It may be flippant to paraphrase the RAF’s motto into a cynical equivalent for the Royal Navy but purchasing chickens now coming home to roost under Admiralty Arch are a product of a whole series of predecessors to the luckless Phillip Hammond as Minister of Defence. All of them have been faced with an impossible task: sustain global commitments on a shoestring budget. His particular crime? To be the mug holding the parcel when the music stopped.
For decades, Britain has deluded itself that it could achieve the twin goals of securing jobs by building huge defense contracts in the UK. Despite some catastrophic outcomes from this—from Blue Streak in the sixties to Nimrod replacement in the noughties—’big-ticket items’ like warships have been built in UK yards, most recently mostly those of BAE.
BAE is a prime illustration of how heavy industry in the West struggles to survive in a world where developing countries are increasingly assuming their own naval shipbuilding. Worse than that, it is now obvious that a private company’s primary focus on profitability cannot be reconciled with a government’s sovereign requirement to build warships in domestic shipyards.
It is now equally clear is that European governments eager to cash in on the post-Cold War peace dividend deluded themselves into believing that costly and unprofitable industrial activities, such as naval shipbuilding, would become sustainable and affordable simply by virtue of being handed over to private industry. This convenient fiction—that privatised shipyards can better compete for commercial ship orders—is now conclusively discredited.
Reality has now prevailed, starting with the RN building its next replenishment ships in South Korea because British shipyards couldn’t compete on price, & the Royal Navy budget balked at paying British prices. So much for Scottish yards being banned from bidding for RN contracts post-independence. Even Hammond has been forced to concede:
“We hear a great deal about how shipbuilding will be sustained through the commercial market and the third-nation market, including the market for warships, but I am afraid I have seen no evidence to suggest that we are able to compete in what is a very aggressive global market for commercial shipping.”
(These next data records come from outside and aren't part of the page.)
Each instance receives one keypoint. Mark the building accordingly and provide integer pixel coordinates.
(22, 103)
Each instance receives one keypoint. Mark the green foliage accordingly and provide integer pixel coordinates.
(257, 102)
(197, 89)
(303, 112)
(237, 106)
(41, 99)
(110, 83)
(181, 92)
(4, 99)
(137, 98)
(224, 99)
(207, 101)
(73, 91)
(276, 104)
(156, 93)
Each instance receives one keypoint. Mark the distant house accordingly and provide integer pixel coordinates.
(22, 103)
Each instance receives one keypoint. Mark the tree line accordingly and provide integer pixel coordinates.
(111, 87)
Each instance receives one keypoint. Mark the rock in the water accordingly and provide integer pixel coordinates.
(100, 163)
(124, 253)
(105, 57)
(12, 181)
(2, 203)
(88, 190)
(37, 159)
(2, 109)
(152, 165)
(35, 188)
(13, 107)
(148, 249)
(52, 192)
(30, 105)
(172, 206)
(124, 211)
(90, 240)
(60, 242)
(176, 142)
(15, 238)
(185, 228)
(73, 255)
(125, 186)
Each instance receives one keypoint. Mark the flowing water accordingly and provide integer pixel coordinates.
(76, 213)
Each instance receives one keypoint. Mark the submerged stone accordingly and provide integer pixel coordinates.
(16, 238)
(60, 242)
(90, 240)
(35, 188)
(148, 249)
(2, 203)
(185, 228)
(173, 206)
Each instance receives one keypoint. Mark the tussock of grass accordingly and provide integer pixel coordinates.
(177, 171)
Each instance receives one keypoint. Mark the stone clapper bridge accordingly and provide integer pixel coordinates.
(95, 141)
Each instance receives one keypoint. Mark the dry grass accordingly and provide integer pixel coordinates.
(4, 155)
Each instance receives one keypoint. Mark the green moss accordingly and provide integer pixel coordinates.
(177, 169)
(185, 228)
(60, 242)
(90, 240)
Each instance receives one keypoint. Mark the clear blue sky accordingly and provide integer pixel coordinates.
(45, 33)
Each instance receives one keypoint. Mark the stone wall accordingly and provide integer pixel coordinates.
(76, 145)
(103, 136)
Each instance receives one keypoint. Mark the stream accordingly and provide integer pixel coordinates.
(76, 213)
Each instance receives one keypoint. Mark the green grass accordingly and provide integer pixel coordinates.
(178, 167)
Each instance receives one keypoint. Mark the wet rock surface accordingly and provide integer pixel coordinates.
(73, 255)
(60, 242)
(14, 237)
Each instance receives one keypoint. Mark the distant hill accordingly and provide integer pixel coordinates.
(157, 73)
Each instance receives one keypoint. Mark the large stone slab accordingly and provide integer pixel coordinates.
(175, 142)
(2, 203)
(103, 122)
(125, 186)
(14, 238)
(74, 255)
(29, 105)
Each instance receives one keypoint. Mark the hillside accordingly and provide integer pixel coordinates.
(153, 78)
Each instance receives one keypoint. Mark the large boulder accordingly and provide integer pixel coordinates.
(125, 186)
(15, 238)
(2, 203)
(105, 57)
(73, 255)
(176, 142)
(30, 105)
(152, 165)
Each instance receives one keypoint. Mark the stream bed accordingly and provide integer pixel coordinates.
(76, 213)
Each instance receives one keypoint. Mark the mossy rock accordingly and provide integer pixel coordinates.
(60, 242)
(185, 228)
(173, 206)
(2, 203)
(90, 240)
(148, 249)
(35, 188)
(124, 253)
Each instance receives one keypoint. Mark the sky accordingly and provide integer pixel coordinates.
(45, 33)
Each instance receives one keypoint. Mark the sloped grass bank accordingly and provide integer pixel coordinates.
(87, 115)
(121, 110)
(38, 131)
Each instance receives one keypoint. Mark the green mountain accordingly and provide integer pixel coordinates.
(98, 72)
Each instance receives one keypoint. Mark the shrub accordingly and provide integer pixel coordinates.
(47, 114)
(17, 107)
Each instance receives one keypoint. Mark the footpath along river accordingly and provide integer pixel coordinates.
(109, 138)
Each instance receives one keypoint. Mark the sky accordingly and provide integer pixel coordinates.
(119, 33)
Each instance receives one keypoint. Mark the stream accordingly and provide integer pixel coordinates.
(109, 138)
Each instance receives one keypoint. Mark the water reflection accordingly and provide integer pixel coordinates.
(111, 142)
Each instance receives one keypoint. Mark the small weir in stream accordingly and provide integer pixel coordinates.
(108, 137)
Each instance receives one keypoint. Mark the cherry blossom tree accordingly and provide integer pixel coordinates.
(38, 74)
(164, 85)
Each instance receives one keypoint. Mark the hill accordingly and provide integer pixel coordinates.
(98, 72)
What is that ‘global market’? Well, the situation a century ago was Europe built 80% of the world’s ships and the Clyde was grandaddy of ’em all. That profile has changed massively with Europe down below 20%, South Korea boasting 8 of the 10 biggest yards and even Japan being beaten to those last two spots by an emerging China. As well as dominating the market, these three countries have effectively edged European yard out of most shipbuilding segments.
Europeans had already been penned into the most expensive passenger segment (liners, ferries, large yachts, etc), as well as the similarly expensive military (not listed above because relatively small in tonnage). Meanwhile, low labour costs (not necessarily labour efficiency) have secured oriental yards the bulk of world tonnage construction, 99% of it for export. Despite their technical skills, Europeans gave up competing in the bulk carrier market; even the Danish container giant Maersk couldn’t build its own ships economically.
However, because of jealous protection of home industries endemic in Europe, over 300 yards still exist—most of them hopelessly small and inefficient and just a few (like BAE) more hopefully big. But still inefficient.
Whereas European production per enterprise averages €4m, in South Korea it is €22m and €34m in China. Such efficiencies of scale are amplified building a 350,000-ton ULOC or 500,000-ton ULCC. The Portsmouths and Govans—let alone the St Nazaires and La Spezias—have been coddled from this cold reality so long they cannot compete on a level playing field of true competition, This is doubly true as recession still depresses shipping demands, operator incomes and shipping earnings, as measured by the Baltic Index.
So, even if the dozen-or-so Type 26 frigates as desired by the RN (plus proposed yesterday to form the blue water element of any Scottish Navy) are built by what remains of BAE shipbuilding, such has been the isolation of most yards from economic reality by their governmental protection. Unless BAE makes a step change to its yards’ efficiency, these may be the last bespoke warships the RN has the luxury of commissioning.
Had the Admiralty been less bloody-minded and followed the RAF’s more pragmatic procurement, the acceptance of ‘foreign’ designs (c.f. American Apaches or Eurofighter Typhoons) might point to more positive options where they retained some control. But shipbuilding in the UK has become a shadow of itself even more than it has in Europe.
Any further large warships for the UK are therefore likely to be limited to non-custom (and non-local) designs with broader appeal and built by yards that can spread costs across many multiple units and customers. That’s how orientals shrewdly came to dominate this business—as the shipyard equivalent of ASDA.